The code of the legendary table[.]com domain then calls a second external domain — local[.]follow the drake[.]com — who calls from connections[.]follow the drake[.]com, redirect the site visitor to one of many different domains, including:
- push now[.]report/
At this point, it’s free for everyone. Domains at the end of the redirect chain can be used to load advertisements, phishing pages, malware or even more redirects.
From the site visitor’s perspective, they will simply see the next malware page before landing on the final destination.
This page tricks unsuspecting users into subscribing to push notifications from the malicious site. If they click on the fake CAPTCHA, they will be chosen to receive unwanted ads even when the site is not open – and the ads will appear to come from the operating system, not a browser.
These sneaky push notification activation maneuvers are also one of the most common ways for attackers to display “tech support” scams, which inform users that their computer is infected or slow and that they should call a toll-free number to resolve the problem.

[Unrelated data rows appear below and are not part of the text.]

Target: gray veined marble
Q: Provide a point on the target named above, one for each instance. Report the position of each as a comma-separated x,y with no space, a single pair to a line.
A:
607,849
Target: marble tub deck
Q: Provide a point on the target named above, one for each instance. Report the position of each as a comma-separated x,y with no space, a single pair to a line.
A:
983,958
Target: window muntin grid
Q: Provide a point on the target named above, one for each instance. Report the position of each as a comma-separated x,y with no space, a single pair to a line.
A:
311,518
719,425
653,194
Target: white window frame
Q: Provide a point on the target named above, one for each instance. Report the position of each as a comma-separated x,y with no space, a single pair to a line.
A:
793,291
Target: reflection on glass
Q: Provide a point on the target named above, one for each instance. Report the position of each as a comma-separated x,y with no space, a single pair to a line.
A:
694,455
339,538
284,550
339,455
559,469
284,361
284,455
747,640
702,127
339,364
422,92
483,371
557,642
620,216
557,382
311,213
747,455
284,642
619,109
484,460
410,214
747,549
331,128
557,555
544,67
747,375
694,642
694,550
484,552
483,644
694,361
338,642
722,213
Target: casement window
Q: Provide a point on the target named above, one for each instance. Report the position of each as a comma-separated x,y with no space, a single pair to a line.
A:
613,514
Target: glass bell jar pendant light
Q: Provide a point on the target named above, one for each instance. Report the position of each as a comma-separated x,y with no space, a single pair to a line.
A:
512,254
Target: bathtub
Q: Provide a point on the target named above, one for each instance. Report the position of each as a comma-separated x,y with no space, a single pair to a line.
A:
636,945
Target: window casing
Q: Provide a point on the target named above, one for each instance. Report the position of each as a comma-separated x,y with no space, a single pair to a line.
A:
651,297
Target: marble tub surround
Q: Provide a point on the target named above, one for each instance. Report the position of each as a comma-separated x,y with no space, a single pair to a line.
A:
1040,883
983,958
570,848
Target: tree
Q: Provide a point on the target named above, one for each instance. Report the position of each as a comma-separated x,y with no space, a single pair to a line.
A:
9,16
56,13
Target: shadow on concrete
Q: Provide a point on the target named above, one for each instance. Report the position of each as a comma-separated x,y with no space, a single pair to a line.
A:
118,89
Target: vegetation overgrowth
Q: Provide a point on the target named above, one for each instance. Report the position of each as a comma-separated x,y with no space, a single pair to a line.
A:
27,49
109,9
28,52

Client-side redirects are initiated by site visitors’ browser once the infected web page has been loaded. Since this particular infection is on the client side, remote website scanners such as SiteCheck can help scan a website and identify this malware.
Here is an example of a SiteCheck results page for this specific campaign.

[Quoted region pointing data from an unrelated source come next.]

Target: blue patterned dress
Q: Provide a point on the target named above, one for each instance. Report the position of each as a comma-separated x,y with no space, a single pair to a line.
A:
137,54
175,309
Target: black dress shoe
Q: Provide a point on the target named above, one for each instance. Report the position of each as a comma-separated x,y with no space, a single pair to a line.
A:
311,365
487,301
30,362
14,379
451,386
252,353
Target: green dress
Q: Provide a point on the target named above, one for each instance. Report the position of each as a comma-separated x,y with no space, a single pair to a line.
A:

At the time of writing, PublicWWW has reported 322 websites affected by this new wave of malware. follow the drake[.]com domain. Since this number does not include obfuscated malware or sites that have not yet been scanned by PublicWWW, the actual number of websites affected is likely much higher.
Conclusion and Mitigation Steps
Our team has seen an influx of complaints for this specific wave of the massive campaign targeting WordPress sites starting May 9, 2022, which has already affected hundreds of websites at the time of writing.
The attackers were found to target several vulnerabilities in WordPress plugins and themes to compromise the website and inject their malicious scripts. We expect hackers to continue registering new domains for this ongoing campaign as soon as existing ones are blacklisted.
Website owners who have identified malware on their website can take advantage of the instructions in our hacked WordPress cleanup guide – and, as always, we’re happy to help clean up an infection if you need help. a hand.